En 1851, la première Exposition Universelle est organisée à Londres et la construction du palais qui l’abrite est confiée à un jardinier, Joseph Paxton. Beaucoup de gens ignorent sans doute que l’architecture moderne fut inventée par un jardinier. Paxton a 48 ans, il a travaillé dans les plus beaux jardins d’Angleterre où il a acquis la réputation d’être non seulement un grand connaisseur de plantes exotiques, mais aussi l’un des meilleurs constructeurs de serres. Cette année-là, la chance de sa vie se présente à lui : il est chargé de concevoir le bâtiment qui abritera l’Exposition internationale de Londres. Paxton ne se le fait pas répéter deux fois et fait les choses en grand. Il conçoit et réalise une immense serre de 120 mètres de large et 562 mètres de long. C’est une construction colossale, mais ce ne sont pas ses dimensions qui la rendent si particulière. Le fait est que pour la construire, il met au point pour la première fois un système de préfabrication. Le Crystal Palace devient le principal symbole de la fonctionnalité qui sera prônée par le Mouvement moderne quelques générations plus tard.
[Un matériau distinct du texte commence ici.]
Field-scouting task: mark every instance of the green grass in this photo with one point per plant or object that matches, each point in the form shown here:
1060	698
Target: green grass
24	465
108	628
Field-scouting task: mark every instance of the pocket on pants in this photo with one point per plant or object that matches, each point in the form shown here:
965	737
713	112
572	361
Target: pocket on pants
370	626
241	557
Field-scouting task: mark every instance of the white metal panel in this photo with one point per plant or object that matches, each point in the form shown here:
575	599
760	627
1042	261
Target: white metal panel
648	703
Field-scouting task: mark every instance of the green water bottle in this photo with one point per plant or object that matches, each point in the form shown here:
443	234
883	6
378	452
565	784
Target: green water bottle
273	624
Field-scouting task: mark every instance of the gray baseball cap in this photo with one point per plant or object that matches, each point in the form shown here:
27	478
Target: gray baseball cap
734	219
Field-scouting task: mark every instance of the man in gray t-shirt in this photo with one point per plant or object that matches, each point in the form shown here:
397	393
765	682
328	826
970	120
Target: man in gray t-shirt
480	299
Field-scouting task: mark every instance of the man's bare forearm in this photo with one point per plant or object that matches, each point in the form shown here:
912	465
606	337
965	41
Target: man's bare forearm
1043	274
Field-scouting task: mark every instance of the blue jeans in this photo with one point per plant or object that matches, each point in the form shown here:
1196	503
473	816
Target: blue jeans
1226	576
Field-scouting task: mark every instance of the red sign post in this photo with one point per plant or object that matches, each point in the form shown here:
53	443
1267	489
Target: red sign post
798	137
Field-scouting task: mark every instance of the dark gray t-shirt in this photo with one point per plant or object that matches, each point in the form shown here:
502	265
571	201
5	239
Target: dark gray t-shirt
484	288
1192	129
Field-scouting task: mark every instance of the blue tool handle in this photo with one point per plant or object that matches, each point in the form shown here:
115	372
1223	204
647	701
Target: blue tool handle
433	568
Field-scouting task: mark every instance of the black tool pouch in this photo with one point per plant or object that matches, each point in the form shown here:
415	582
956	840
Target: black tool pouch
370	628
Mais la fascination exercée par la serre est plus subtile et inspire un écrivain polonais très particulier, Paul Scheerbart, un homme qui ne tolère aucune forme de travail ne se déroulant pas autour d’une table où l’on puisse boire et parler. En 1914, Scheerbart publie un petit ouvrage, Glasarchitektur, L’Architecture de verre. C’est une illumination pour les architectes. Le Crystal Palace avait fourni la technique, la préfabrication, la Glasarchitektur fournit maintenant la philosophie. L’architecture doit être en verre, transparente. La vie elle-même doit être transparente, lumineuse, joyeuse.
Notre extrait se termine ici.